Economic Collapse Indicator - FED shows Interbank Lending Tanks!

in #economy7 years ago (edited)

When it comes to the economy, and the news that we are fed by the mainstream media, we always hear the news a little bit too late to be of any benefit to us.

In 2008, the Fed chief was still publicly optimistic about the economy a day before the meltdown of AIG, Lehman etc. And this was while they were telling Congress that not bailing out the banks would be the end of America and likely martial law.

It is not a matter of timing, and getting the news feed to the networks too late. It is a case of outright lying, the background reality of the severity of the sub-prime loan was deliberately withheld from the public.

So, we, the public, must look behind the curtain at inside indicators rather than the rosy news reports and Dow Jones average numbers.

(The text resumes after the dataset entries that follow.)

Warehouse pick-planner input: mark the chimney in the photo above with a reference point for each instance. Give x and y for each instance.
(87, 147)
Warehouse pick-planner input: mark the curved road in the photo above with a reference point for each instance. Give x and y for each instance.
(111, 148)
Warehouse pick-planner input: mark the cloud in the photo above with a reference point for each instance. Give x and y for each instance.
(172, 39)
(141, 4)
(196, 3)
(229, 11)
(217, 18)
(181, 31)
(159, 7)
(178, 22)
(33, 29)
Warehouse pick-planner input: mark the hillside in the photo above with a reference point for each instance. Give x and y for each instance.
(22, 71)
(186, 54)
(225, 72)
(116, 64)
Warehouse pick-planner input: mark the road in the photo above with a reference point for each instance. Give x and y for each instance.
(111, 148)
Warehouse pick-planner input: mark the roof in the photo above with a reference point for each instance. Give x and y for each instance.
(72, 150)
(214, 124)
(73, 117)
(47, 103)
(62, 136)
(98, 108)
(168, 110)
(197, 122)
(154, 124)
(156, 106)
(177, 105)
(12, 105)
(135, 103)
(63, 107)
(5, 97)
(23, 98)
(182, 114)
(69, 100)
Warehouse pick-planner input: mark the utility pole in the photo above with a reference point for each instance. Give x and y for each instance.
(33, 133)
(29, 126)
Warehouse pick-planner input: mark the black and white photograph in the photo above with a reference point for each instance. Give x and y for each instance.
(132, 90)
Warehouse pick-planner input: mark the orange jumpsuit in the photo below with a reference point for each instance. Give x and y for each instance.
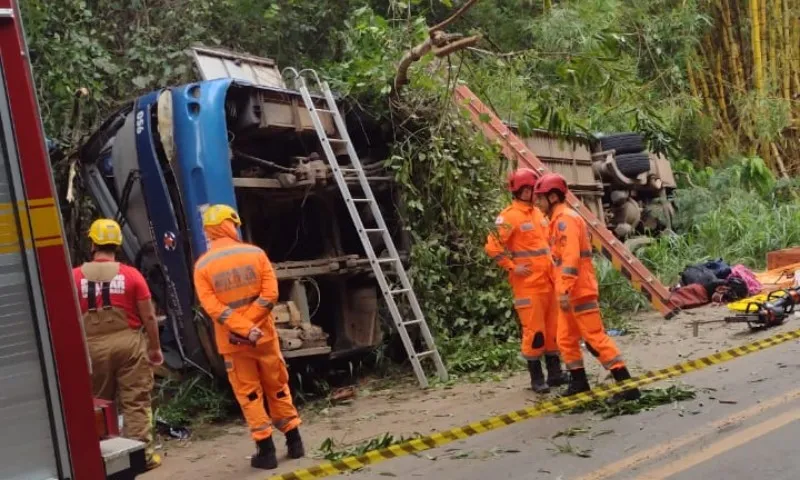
(575, 278)
(522, 239)
(237, 288)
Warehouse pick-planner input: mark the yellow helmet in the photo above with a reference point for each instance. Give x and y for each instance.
(105, 231)
(216, 214)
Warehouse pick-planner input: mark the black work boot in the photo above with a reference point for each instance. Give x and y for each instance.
(294, 443)
(537, 377)
(265, 456)
(555, 376)
(577, 382)
(621, 374)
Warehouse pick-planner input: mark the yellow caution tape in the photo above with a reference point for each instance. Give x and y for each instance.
(556, 405)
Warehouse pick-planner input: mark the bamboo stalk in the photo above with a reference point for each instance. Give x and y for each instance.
(692, 81)
(779, 160)
(723, 103)
(755, 34)
(773, 25)
(738, 23)
(763, 28)
(731, 46)
(786, 67)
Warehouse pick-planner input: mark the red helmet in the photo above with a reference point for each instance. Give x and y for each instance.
(549, 182)
(522, 177)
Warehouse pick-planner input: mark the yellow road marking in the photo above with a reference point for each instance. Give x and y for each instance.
(728, 443)
(660, 450)
(550, 406)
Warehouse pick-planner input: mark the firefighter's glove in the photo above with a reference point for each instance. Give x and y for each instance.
(522, 270)
(255, 334)
(236, 339)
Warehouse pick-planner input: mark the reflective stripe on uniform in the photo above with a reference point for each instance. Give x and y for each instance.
(574, 365)
(225, 315)
(261, 428)
(242, 302)
(522, 302)
(530, 253)
(282, 422)
(611, 362)
(583, 307)
(499, 256)
(214, 255)
(264, 303)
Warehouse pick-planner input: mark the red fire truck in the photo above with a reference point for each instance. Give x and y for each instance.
(50, 426)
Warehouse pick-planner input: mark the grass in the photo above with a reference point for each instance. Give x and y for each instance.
(196, 400)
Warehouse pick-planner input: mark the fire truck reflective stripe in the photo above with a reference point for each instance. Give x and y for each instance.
(225, 315)
(226, 253)
(530, 253)
(583, 307)
(264, 303)
(39, 215)
(242, 302)
(556, 405)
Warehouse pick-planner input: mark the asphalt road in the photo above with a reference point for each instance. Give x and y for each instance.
(744, 423)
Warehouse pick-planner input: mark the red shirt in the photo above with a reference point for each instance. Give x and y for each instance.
(127, 288)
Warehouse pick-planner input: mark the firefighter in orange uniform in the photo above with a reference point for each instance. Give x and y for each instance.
(520, 247)
(237, 288)
(576, 287)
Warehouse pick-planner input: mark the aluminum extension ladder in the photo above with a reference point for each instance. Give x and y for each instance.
(393, 294)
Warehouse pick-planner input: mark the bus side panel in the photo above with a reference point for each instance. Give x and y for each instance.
(201, 140)
(167, 236)
(55, 274)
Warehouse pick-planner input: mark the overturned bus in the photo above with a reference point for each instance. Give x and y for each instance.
(241, 137)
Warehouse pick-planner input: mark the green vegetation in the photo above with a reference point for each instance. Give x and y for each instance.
(576, 66)
(196, 400)
(329, 451)
(651, 398)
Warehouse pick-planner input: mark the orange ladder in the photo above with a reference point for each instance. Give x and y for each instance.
(602, 239)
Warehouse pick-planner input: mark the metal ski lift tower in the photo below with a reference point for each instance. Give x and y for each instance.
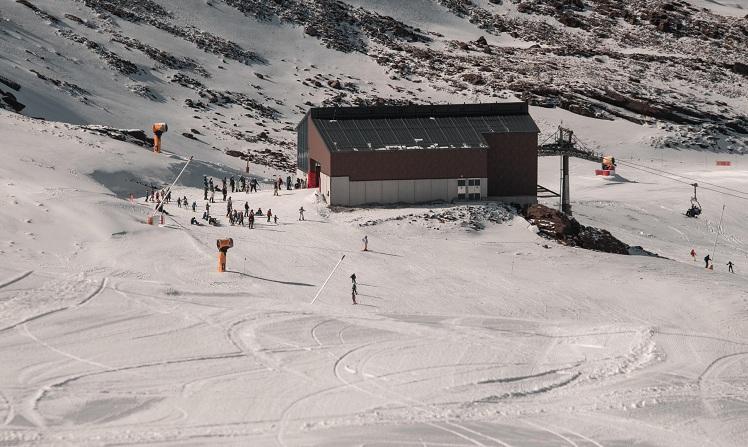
(565, 140)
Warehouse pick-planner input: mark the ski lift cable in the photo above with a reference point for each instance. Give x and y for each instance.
(688, 178)
(649, 171)
(584, 146)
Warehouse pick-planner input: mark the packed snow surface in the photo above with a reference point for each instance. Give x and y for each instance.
(471, 330)
(117, 332)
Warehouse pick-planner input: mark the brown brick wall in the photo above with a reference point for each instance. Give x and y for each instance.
(317, 148)
(512, 164)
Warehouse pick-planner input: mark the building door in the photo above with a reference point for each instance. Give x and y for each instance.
(313, 175)
(473, 190)
(468, 189)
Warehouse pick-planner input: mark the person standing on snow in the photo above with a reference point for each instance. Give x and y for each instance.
(354, 291)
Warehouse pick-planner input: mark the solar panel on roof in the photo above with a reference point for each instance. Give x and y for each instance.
(382, 132)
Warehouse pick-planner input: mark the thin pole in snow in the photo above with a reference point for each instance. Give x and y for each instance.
(328, 278)
(168, 190)
(718, 229)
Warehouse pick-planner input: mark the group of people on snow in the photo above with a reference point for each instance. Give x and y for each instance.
(709, 264)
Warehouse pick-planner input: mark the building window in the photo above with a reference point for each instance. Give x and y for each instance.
(302, 146)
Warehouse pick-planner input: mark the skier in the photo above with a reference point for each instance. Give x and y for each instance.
(354, 292)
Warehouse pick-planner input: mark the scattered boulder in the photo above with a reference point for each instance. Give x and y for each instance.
(554, 224)
(740, 68)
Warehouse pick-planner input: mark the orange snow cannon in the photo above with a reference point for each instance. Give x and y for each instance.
(158, 130)
(223, 247)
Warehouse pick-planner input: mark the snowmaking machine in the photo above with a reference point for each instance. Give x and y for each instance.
(158, 130)
(223, 247)
(608, 166)
(695, 208)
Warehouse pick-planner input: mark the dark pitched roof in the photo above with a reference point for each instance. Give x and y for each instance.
(418, 126)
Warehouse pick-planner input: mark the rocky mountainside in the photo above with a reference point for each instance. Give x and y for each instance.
(234, 76)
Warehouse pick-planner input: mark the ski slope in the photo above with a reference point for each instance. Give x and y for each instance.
(117, 332)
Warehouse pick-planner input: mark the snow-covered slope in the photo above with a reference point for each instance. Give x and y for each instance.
(471, 329)
(117, 332)
(242, 72)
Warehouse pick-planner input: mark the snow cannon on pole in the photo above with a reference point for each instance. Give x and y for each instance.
(158, 130)
(223, 247)
(608, 166)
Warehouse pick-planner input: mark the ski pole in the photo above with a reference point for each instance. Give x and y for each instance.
(328, 278)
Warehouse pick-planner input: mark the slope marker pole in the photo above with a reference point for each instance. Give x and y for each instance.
(328, 278)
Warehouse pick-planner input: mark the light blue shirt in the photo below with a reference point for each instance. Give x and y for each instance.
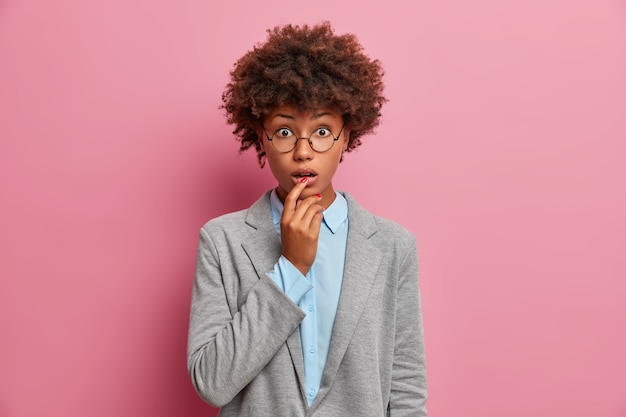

One such indicator, that you will never see on primetime TV or in the newspaper headlines, is the Interbank lending rate. In a nutchell, this is the activity of banks lending to each other, to put their short term and overnight funds to work earning interest. It is also, a great indicator of the confidence that banks have in each other. This chart and data comes directly from the St. Louis Federal Reserve bank. These are their numbers, not mine.

Just prior to the meltdown in 2008, the Interbank lending rate was hovering around $500 billion (the high in September was $491b) As you can see, this lending activity stalled out by Christmas to $313b, down 36%. This lack of internal bank confidence foreshadowed the crisis to come, that we would publicly learn about after the fact.

fredgraph.png

You can see the plunge in the last quarter of 2008 of the graph.

For some reason that I won't speculate on, the data is delayed, such that the most recent data is from early January 2018. However, there is an alarming steep drop that shows a lack of confidence again, by banks, in the stability of their own industry. On the graph below, also from the Fed, we see that Interbank lending was stable until around Christmas 2017, at a level of about $60 billion. By January, 2018, this rate had dropped a whopping 78% to a level of only $13 billion.

fredgraph(1).png

This lack of confidence from behind the curtain, within the banking industry, looks similar but more severe than that in 2008. Of course, the media only tells us fragrant rosy positive news about the economy, until it changes, surprising everyone (except maybe the insiders who saw it coming)

I'd suggest that this Fed data is telling us that the economy, and certainly the stock/equities markets, are not in a healthy happy place.